NEG ICEC vs Stagecoach East Midlands – premium profiles indexed.

 

So, it seems that we do indeed have a new narrative. Facing relegation to the Franchise Conference NEG Chief Executive Richard Bowker told Chris Stokes he could run the engines at sprint rating for 10 minutes on ICEC. The result was good enough to dominate the Goldilocks Zone!.

 

Captain Deltic's round up.

Oh the ignominy! The man who glories in his grasp of orders of magnitude gets a decimal place wrong. The cost of fitting ETCS to all the Networker cabs (last months column) Would be s £38 million not £3.8 million.

Still, lose one, win some. In calculating the increased demand on generating stations if all diesel routes were electrified, I doubled the number I first thought of to give peak power demand. This approach was validated by a chum who pointed out that my figure for the average demand of the existing electrified network of 440MW over an 18 hour day equated to a real railway peak demand of 912MW. That's just over 1% of national generating capacity.

While the gauge enhanced Gospel Oak-Barking line won't be drawing on the national grid, the work should include limited passive provision for future electrification. A DfT Rail spokesman confirmed that where Network Rail can achieve electrification clearances ‘without significant cost/time implications, they will do so'.

And finally

According to an old Chinese proverb, if you sit beside a stream for long enough, the body of your enemy will float by. Good grief! What's that in the water?
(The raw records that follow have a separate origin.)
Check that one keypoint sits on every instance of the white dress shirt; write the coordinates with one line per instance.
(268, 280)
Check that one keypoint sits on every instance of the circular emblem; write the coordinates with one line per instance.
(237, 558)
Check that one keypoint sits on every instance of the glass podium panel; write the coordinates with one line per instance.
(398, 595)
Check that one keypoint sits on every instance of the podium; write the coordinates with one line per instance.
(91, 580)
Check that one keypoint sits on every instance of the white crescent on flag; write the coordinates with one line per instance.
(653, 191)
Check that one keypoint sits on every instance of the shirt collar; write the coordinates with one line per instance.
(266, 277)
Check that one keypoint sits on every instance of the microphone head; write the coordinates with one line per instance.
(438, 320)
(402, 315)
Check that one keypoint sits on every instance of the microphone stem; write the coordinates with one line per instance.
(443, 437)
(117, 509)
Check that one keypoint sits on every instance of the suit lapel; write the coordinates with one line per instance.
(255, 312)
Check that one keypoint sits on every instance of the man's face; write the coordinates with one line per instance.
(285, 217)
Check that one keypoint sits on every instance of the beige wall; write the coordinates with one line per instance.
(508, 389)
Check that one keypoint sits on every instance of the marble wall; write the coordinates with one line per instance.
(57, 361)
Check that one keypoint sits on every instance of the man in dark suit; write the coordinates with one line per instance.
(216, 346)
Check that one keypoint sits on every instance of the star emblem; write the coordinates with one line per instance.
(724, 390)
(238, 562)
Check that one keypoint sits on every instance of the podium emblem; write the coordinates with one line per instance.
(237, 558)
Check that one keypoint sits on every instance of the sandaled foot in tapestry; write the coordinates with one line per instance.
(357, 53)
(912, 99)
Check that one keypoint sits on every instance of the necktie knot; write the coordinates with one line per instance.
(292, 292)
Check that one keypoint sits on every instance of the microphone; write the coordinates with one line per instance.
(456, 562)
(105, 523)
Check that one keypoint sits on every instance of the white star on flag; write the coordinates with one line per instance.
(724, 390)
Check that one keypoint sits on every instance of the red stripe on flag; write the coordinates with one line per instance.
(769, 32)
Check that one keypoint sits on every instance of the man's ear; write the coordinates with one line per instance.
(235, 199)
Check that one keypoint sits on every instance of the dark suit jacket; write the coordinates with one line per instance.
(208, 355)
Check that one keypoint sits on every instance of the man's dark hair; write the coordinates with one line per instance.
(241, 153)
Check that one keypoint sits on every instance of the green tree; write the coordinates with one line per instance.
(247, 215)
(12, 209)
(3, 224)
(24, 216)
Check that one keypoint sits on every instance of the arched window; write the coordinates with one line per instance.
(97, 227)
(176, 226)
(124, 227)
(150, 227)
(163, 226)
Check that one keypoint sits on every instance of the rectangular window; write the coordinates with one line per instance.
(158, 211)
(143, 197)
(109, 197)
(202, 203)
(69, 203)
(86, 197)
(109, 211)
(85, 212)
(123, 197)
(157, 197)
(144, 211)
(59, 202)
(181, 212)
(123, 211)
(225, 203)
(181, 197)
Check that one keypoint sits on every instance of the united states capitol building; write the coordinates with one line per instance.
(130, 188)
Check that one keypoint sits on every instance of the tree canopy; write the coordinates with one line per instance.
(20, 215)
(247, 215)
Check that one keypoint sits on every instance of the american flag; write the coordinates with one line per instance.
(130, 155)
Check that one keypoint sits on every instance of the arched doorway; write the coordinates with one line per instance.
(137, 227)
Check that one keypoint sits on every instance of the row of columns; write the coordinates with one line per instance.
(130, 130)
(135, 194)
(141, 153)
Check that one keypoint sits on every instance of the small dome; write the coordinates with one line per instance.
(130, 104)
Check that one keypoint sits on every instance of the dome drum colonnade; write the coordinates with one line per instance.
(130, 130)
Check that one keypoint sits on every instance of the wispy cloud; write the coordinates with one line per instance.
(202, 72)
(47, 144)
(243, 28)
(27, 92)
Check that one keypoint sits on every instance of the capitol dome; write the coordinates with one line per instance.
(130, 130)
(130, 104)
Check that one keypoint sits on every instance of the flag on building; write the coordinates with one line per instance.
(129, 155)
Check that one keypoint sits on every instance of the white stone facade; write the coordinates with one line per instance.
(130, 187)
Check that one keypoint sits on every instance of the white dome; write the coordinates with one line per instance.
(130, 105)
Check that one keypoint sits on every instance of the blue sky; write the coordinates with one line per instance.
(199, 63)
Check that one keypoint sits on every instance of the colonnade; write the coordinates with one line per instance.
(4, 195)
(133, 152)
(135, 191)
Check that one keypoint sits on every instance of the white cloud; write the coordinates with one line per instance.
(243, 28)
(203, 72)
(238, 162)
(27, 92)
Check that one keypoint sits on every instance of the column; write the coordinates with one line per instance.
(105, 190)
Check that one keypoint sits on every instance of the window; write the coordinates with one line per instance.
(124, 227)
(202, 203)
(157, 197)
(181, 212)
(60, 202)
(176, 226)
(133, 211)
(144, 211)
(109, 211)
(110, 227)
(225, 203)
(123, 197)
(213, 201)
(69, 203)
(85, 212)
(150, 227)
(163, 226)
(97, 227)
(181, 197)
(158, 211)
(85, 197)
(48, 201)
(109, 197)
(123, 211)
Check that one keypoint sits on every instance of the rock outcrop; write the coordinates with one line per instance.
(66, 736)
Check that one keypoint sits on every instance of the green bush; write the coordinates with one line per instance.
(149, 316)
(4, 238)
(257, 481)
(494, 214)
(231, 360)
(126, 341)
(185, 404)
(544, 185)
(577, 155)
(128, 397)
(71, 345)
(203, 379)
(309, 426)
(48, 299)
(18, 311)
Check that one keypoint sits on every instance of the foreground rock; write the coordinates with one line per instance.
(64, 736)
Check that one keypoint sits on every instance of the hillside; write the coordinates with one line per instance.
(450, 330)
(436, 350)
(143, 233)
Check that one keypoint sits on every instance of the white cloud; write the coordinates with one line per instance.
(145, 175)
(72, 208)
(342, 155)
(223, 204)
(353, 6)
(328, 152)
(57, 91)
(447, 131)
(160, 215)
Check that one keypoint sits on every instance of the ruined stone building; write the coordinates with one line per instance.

For years I have been banging on about the fact that support for today's railway is a multiple of what British Rail cost at the peak of the last economic cycle. While this is now widely quoted in the media, it has been resolutely rubbished by the railway establishment.

Althgpugh the cold numbers are unambiguous, the refutation goes (variously) that I am not comparing like with like, that we are catching up with decades or under-investment, that the railway is carrying a lot more traffic, or, if all else fails, we are where we are so shut up.

But, and here's the floating body, on the first page of the executive summary of the Railways White Paper it says, ‘It is right that subsidy levels should now start to return closer to the historic norm'.

Trying not to gloat, I asked DfT Rail's ever helpful press office if they could get me a definition of the ‘historic norm'. I'm still waiting.

Obviously it has to be a similar period of economic growth and railway investment. So how about 1982-1991 the last complete economic cycle?

At current prices British Rail's average subsidy over this period was £1.78 billion a year – say half the annual supporting the Statement of Funds Available(SoFA)

On the other hand, perhaps the norm should be a period of similar sustained economic growth with ridership rising at similar rates. So a ‘short' norm could be the three years 1988-91 when the annual subsidy was £1.14 billion in modern money – making today's figures three times the historic norm.

Asking ministers for their definition of the historic norm could be as much fun as teasing dear old Roger Freeman about the number of days since the last train order was published.